Phospholipid matrix as a target for sulfur mustard (HD): NMR study in model membrane systems

• Published in: Cell biology and toxicology Vol. 18; no. 6; pp. 397 - 408
• Main Authors: DEBOUZY, J. C, AOUS, S, DABOUIS, V, NEVEUX, Y, GENTILHOMME, E
• Format: Journal Article
• Language: English
• Published: Dordrecht Springer 01.01.2002; Springer Nature B.V
• Subjects: Bilayers; Biological and medical sciences; Chains; Chemical and industrial products toxicology. Toxic occupational diseases; Dimyristoylphosphatidylcholine; Dimyristoylphosphatidylcholine - chemistry; Dose-Response Relationship, Drug; Fluidity; Gas, fumes; Intoxication; Lecithin; Lipid Bilayers - chemistry; Localization; Magnetic Resonance Spectroscopy; Medical sciences; Membrane fluidity; Membrane Fluidity - drug effects; Membranes; Models, Chemical; Multilayers; Mustard gas; Mustard Gas - chemistry; NMR; Nuclear magnetic resonance; Nucleic acids; Phosphatidic Acids - chemistry; Phosphatidylcholines - chemistry; Phospholipids; Phospholipids - chemistry; Pore formation; Sulfur; Toxicology; Transition temperature; Transition temperatures; Vesicles; yperite; Multilayer; Toxicity; Sulfur mustard; Phospholipid; NMR spectrometry; Large unilamellar vesicle; In vitro; membrane interactions; Gases; Lamellar structure; NMR; Membrane transport; Plasma membrane; Mechanism of action; Small unilamellar vesicle; model membranes
• ISSN: 0742-2091; 1573-6822
• DOI: 10.1023/A:1020815723009

Although the interactions of sulfur mustard (HD) with nucleic acids and proteins have been well studied, the toxic interactions with the membrane matrix and specially the phospholipid bilayer have so far been poorly investigated.
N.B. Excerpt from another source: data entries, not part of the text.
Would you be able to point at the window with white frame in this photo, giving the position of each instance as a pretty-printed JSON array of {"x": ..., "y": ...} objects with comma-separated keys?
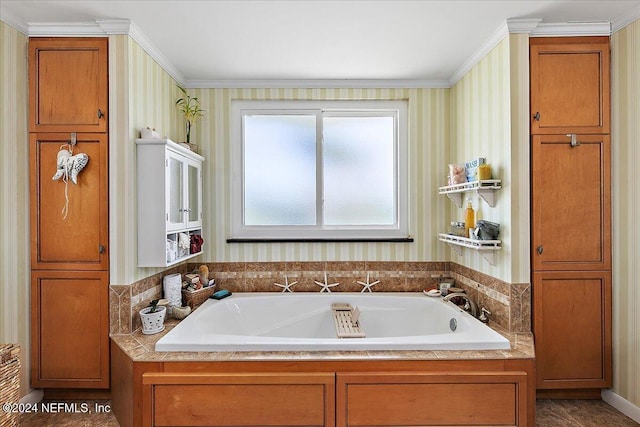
[{"x": 325, "y": 170}]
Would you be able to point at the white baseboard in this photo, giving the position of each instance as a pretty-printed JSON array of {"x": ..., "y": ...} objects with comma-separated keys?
[
  {"x": 34, "y": 397},
  {"x": 621, "y": 404}
]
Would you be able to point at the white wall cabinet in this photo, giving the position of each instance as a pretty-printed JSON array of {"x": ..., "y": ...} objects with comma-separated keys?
[{"x": 169, "y": 202}]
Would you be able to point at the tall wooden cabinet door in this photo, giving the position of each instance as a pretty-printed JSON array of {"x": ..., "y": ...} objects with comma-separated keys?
[
  {"x": 69, "y": 221},
  {"x": 69, "y": 329},
  {"x": 571, "y": 206},
  {"x": 68, "y": 85},
  {"x": 572, "y": 328},
  {"x": 570, "y": 85}
]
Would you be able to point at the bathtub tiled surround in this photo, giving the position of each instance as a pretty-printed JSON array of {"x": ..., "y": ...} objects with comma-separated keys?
[
  {"x": 510, "y": 304},
  {"x": 125, "y": 301}
]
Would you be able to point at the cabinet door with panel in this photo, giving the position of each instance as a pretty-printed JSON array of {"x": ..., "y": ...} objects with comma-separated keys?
[
  {"x": 79, "y": 240},
  {"x": 184, "y": 192},
  {"x": 169, "y": 202},
  {"x": 68, "y": 85},
  {"x": 571, "y": 203},
  {"x": 570, "y": 85},
  {"x": 572, "y": 327},
  {"x": 70, "y": 329}
]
We have used several NMR techniques to study these interactions: 1H NMR to observe the localization of HD in membranes of small unilamellar vesicles (SUV) of lecithin; 31P NMR to verify the hypothesis of pore formation in membranes of large unilamellar vesicles (LUV); and pseudo solid state 31P and 2H NMR to analyze the dynamic consequences of the presence of HD in multilayer dispersions of dimyristoylphosphatidylcholine (DMPC). Immediate and late modifications of the DMPC-HD complexes have been observed at the macroscopic and microscopic levels. After intoxication, HD is spontaneously incorporated into the membrane and locates at the level of the chain methylene groups. This incorporation occurs without formation of pores in the membrane. The presence of HD in the phospholipid dispersion differentially increases the membrane fluidity depending upon the level involved. Weak at the superficial level (phosphate group), this increase is dose-dependent on progression into the membrane. This increase is related to a lowering of transition temperature when measured at the chain level. Macroscopically, HD induces dose- and time-dependent modifications of the DMPC-HD complexes, leading to the formation of an optically transparent gel. This gel formation is confirmed at a microscopic level, where all structures disappear after intoxication.